Real Madrid 0-4 Barcelona: Cuando al fútbol lo practican los que saben

 

Durante las últimas jornadas el Madrid estaba bajo de forma y los resultados comenzaban a darle la espalda, pero nadie preveía un final tan caótico como el del sábado en el Barnabeu. Comienza una nueva etapa en el Real Madrid en donde desde jugadores, técnico e incluso el presidente se encontrarán fuertemente cuestionados.

Estadio, Santiago Bernabeu; rival, el Barcelona. El mejor escenario y la mejor pareja para el baile, una cita romántica en la que tenía que salir todo bien. Pero el desarrollo fue un desastre. El galán no llevó la billetera, compró flores de mala calidad y por su fuese poco, se olvidó de ponerse los pantalones.

Desde un primer momento el Barcelona pudo salir desde el fondo con absoluta limpieza y serenidad. Iniesta se hizo amo y señor del juego ante un medio campo blanco que no tenía un solo volante neto de recuperación.
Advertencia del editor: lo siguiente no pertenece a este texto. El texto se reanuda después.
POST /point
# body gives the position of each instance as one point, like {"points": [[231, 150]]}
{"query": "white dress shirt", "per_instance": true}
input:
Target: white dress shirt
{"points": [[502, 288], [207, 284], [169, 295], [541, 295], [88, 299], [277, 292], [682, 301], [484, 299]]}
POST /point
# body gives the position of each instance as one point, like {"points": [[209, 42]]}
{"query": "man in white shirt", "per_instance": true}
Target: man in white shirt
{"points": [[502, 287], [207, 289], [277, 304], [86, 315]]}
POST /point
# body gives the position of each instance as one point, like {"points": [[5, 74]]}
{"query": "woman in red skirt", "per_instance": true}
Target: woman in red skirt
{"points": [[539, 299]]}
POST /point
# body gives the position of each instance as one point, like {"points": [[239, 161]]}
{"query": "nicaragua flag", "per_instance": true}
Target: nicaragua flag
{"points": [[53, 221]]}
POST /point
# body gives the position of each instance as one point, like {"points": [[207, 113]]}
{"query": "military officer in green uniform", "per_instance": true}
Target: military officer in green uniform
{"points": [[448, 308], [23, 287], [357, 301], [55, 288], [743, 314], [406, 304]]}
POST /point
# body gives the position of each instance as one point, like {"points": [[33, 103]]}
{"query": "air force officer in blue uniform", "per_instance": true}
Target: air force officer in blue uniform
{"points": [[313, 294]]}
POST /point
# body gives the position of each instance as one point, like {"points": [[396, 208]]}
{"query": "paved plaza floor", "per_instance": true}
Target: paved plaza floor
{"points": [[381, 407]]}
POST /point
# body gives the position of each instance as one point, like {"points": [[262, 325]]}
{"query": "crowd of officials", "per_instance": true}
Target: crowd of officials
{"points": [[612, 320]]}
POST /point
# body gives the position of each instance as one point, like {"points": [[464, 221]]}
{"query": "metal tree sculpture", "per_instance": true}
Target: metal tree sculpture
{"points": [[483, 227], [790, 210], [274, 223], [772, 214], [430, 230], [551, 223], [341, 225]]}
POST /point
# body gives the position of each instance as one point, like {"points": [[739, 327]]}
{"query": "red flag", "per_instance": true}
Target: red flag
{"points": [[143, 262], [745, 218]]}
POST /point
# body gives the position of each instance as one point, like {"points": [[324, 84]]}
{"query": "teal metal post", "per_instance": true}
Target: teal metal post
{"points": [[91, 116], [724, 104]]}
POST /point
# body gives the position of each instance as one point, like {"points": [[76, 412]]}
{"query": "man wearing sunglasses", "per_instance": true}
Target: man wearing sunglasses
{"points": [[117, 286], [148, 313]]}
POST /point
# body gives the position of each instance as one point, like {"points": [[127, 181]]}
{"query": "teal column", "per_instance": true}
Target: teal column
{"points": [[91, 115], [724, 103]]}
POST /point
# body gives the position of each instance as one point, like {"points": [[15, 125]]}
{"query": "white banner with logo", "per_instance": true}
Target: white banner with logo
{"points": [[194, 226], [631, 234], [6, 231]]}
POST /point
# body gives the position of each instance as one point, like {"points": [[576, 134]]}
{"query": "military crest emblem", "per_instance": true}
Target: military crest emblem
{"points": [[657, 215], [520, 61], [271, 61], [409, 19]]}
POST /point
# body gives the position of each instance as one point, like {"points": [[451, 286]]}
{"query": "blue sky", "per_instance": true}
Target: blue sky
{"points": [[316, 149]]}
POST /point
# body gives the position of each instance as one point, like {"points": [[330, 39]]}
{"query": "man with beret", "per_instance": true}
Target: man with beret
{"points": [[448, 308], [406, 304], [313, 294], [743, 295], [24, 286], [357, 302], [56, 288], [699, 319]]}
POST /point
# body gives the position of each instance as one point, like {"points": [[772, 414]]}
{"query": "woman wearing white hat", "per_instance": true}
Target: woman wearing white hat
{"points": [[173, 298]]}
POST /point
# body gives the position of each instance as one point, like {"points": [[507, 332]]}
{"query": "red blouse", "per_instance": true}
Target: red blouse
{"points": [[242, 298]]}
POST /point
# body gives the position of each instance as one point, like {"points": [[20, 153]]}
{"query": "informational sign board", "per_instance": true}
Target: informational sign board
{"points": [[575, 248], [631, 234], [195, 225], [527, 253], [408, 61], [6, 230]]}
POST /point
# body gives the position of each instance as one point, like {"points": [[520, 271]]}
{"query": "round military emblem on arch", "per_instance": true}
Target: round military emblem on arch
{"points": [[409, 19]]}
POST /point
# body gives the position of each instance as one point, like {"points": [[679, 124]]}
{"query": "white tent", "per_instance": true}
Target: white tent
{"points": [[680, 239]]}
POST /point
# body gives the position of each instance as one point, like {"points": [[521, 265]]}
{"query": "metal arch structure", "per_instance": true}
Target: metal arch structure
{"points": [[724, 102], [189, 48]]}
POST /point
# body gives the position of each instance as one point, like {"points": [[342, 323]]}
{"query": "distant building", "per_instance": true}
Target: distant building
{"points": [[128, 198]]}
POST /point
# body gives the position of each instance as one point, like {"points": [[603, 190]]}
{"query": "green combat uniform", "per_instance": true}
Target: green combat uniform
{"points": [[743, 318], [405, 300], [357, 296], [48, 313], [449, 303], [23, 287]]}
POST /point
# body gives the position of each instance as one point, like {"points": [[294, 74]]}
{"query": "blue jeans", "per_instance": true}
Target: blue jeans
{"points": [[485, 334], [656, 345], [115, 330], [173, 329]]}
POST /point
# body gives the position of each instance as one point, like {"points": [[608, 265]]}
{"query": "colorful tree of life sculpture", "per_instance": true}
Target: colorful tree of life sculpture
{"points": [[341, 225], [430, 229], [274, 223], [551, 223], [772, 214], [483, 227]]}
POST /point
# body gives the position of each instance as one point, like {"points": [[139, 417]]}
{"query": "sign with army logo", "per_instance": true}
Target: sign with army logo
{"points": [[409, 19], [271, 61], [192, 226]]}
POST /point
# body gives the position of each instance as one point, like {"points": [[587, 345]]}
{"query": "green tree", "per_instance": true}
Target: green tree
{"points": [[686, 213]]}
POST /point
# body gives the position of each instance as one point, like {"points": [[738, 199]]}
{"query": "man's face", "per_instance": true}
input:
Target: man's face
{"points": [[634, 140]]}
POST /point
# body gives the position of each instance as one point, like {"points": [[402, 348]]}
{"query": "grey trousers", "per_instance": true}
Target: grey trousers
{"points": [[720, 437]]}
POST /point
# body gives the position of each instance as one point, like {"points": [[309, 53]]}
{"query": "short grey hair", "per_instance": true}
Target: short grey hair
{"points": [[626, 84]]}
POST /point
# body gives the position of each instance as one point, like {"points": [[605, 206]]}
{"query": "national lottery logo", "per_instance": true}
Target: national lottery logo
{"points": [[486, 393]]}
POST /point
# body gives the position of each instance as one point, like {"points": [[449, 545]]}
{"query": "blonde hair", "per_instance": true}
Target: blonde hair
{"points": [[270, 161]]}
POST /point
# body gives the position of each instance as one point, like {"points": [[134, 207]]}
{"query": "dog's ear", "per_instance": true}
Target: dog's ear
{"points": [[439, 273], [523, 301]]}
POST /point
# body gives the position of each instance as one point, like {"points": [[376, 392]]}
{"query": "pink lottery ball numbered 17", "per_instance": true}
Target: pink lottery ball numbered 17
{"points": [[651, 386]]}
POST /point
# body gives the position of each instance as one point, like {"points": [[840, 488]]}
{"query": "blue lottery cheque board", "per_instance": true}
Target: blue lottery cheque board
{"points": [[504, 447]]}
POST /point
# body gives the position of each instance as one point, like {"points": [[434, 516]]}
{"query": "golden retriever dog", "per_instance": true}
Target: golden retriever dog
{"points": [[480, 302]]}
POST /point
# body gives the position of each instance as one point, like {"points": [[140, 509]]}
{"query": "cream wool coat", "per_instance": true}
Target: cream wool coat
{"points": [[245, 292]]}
Por demás extraño resultó el once plantado por Rafael Benitez, un entrenador caracterizado por formar equipos equilibrados y hasta defensivos ¿Será que la orden fue emitida desde más arriba, desde donde sobra dinero y falta criterio futbolístico?

Solo unos pocos minutos bastaron para que el pistolero Luis Suarez rompa el invicto de más de 800 minutos de Keylor Navas sin recibir goles en la Liga. La poca oposición del Madrid ante el juego del visitante era evidente y hasta desesperante, todo parecía presagiar una jornada negra para el Merengue.

Ya en desventaja, el local adelantó lineas y presionó más arriba. Así llegaron algunos tibios intentos de Modric y James Rodríguez, pero nada que hiciera peligrar la portería del chileno Bravo. El  Madrid estaba obligado a buscar el empate rápido, pero a su vez cuando Barcelona aceleraba llegaba hasta el fondo. Esta disposición del partido ponía al equipo blanco entre la espada y la pared, o conseguía empatar y revertía la situación tempranamente o el rival sentenciaba el partido y conducía al derby a un resultado histórico.

Quien otro sino Neymar resultó decisivo. El brasileño, que está cerrando un año de ensueño, definió raso y al cuerpo del arquero Keylor Navas que no pudo evitar el segundo del equipo catalán. En cierto que  el  costarricense pudo haber hecho algo más para evitar el tanto del delantero blaugrana, pero claro ¿Quien puede reprocharle algo al portero cuando el mediocampo está lleno de espectadores de camiseta blanca y los defensores se ven obligados a defender mano a mano contra los mejores delanteros del mundo?

El Madrid agradeció el final de la primera parte. Los espectadores del Santiago Bernabeu estaban viviendo una pesadilla. Pesadilla que tuvo su secuela en el complemento.

En el arranque de la segunda mitad el Barcelona hace una jugada de ensueño que quedará marcada a fuego en la historia del¿ los derby. Iniesta juega en vertical para Neymar y el brasileño devuelve la gentileza con un taconazo espectacular para que el Cerebro le rompa el arco a Navas. Humillación, histórico resultado, fiesta blaugrana en terreno hostíl… los títulos de las crónicas comenzaban a escribirse.

Con el partido definido, Luis Enrique decidió mover el banco más rápido de lo pensado. Por si el Madrid tenía pocos problemas, Lionel Messi estaba listo para entrar al campo luego de dos meses de inactividad. El argentino se sumó al baile de los catalanes participando en la jugada del cuarto gol de Luis Suarez. Entre varios rivales, la Pulga encontró el hueco para lanzar un pase vertical que terminó en la segunda conquista del ex Liverpool.

Muchas cosas tandrá que replantearse el Madrid de cara a futuro. Entiendo el enojo generalizado contra Rafael Benitez, pero el ex técnico del Napoli comenzó su proceso hace unos pocos meses y ha tenido que medirse ante un equipo que tiene otros tiempos de trabajo. El Barcelona tiene la ventaja de contar con una temporada más de trabajo, algo que no es poco si pensamos que Luis Enrique también fue muy cuestionado en sus inicios.

Lo realmente preocupante sería que las decisiones sobre el campo no las tome realmente Benitez sino que vengan desde la directiva. Casemiro era esencial para el entrenador y no estuvo presente en el partido más importante de la primera parte de la temporada. En su lugar jugó James Rodriguez, un jugador que llegó al club en reemplazo del expulsado Ángel Di María, quien paradojicamente era uno de los pilares del técnico Ancelotti para conquistar la Champions League.